Ree Pioneer woman beer cheese bread bowl, the copper-haired blogger who resides on a quaint parcel of 433,000 acres in Pawhuska, Oklahoma makes creating yummy, down-home prairie food look so easy. As a matter of fact, here are a few of the lies the Pioneer Woman has made us believe about cooking.
To be fair, this particular non-recipe for an egg fried in the center of a piece of toast is classified as “easy,” which it definitely is. And it’s also the type of recipe that anyone who owns a frying pan would know how to make just by looking at it. Sunday breakfast when they arrived home famished after church. But it’s still not something that deserves cookbook or Food Network space. The Pioneer Woman’s marinated tomato salad recipe is enough to make anyone feel greasy because it calls for — wait for it — an entire cup of olive oil to be poured over just six to eight tomatoes, a few green onions, and some herbs.
It’s just too much, especially considering the recipe is only meant to serve six people. Sure, olive oil is actually pretty healthy for you, but reviewers were quick to criticize the massive amount of it used. Those poor tomatoes swimming in an oil-bath. If you have to use a slotted spoon to dip them out of the dressing, that’s kind of ridiculous,” one review said. Another lamented, “Too much oil, I make a version of this recipe all the time in the summer and use way less oil. When you’re using simple, fresh, seasonal ingredients, you can definitely use a recipe as a rough guideline for your own personal taste and, um, oil preferences. 4 cup and go from there.

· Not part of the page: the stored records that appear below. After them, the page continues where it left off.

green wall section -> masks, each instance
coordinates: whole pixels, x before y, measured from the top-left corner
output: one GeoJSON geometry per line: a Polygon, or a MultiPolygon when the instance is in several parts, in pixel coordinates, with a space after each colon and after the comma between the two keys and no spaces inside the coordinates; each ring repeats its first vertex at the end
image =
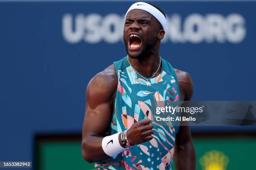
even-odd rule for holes
{"type": "MultiPolygon", "coordinates": [[[[194,142],[197,170],[204,170],[199,160],[209,152],[204,160],[211,164],[209,170],[225,170],[222,162],[228,163],[227,170],[256,169],[255,138],[202,138],[194,139],[194,142]]],[[[37,170],[95,169],[94,164],[86,162],[82,157],[80,140],[39,140],[36,148],[37,170]]]]}

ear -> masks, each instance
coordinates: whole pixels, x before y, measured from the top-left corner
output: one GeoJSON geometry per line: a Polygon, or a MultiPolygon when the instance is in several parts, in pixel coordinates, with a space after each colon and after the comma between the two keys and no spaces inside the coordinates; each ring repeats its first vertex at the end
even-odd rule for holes
{"type": "Polygon", "coordinates": [[[157,36],[157,37],[158,37],[158,39],[159,40],[162,40],[163,38],[164,38],[165,33],[165,32],[164,30],[160,30],[158,33],[158,35],[157,36]]]}

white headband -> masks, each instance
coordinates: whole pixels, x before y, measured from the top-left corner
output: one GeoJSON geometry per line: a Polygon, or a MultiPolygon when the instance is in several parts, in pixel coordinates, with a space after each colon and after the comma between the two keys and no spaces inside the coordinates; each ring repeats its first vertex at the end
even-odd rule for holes
{"type": "Polygon", "coordinates": [[[126,19],[126,15],[127,15],[128,12],[131,10],[135,9],[144,10],[151,13],[152,15],[155,17],[155,18],[158,20],[160,24],[161,24],[164,30],[166,31],[167,21],[164,14],[157,9],[147,3],[139,2],[132,5],[126,12],[125,20],[126,19]]]}

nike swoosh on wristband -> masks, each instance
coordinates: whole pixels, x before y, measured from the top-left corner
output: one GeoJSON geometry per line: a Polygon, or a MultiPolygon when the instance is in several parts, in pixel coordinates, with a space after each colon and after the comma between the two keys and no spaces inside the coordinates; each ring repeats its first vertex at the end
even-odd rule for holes
{"type": "Polygon", "coordinates": [[[143,91],[143,94],[145,95],[147,95],[152,93],[154,93],[155,92],[146,92],[145,90],[143,91]]]}
{"type": "Polygon", "coordinates": [[[110,143],[110,142],[112,142],[112,144],[113,144],[113,140],[111,139],[110,141],[108,142],[108,143],[107,144],[107,145],[106,146],[106,147],[108,146],[108,144],[110,143]]]}

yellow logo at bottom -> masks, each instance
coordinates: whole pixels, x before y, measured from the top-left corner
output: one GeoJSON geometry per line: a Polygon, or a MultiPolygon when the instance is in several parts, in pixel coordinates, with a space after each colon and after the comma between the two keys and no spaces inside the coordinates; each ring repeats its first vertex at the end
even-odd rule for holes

The added bonus is that if you’re tasting as you go along you end up getting more of this yummy salad than your family members or dinner guests get to eat. That’s what they get for not helping you out in the kitchen, anyway. Food Network readers seem to be very into these decadent additions, saying things, like, “Oh my god! The best mashed potatoes I ever ate in my life! I will keep preciously this recipe and will never use any other ones for mashed potatoes. Not only it’s amazing when it’s freshly cooked, but the next day it’s just as good!
Which wasn’t the case with any other recipe I made before,” and, “I love mashed potatoes, and I had yet to taste some as incredibly tasty as these. But part of the beauty of mashed potatoes is their simplicity. All you really need is russet potatoes, butter, milk, salt, and pepper. Mashed potatoes don’t need anything extra — and they certainly don’t need Lawry’s Seasoned Salt — because that’s what gravy and extra butter and even extra extra butter is for. As beautiful as these vintage speckle pots and pans from Walmart are, it seems as though the Pioneer Woman might be selling a set of non-stick lies. The reviews for the pans are decidedly less than stellar.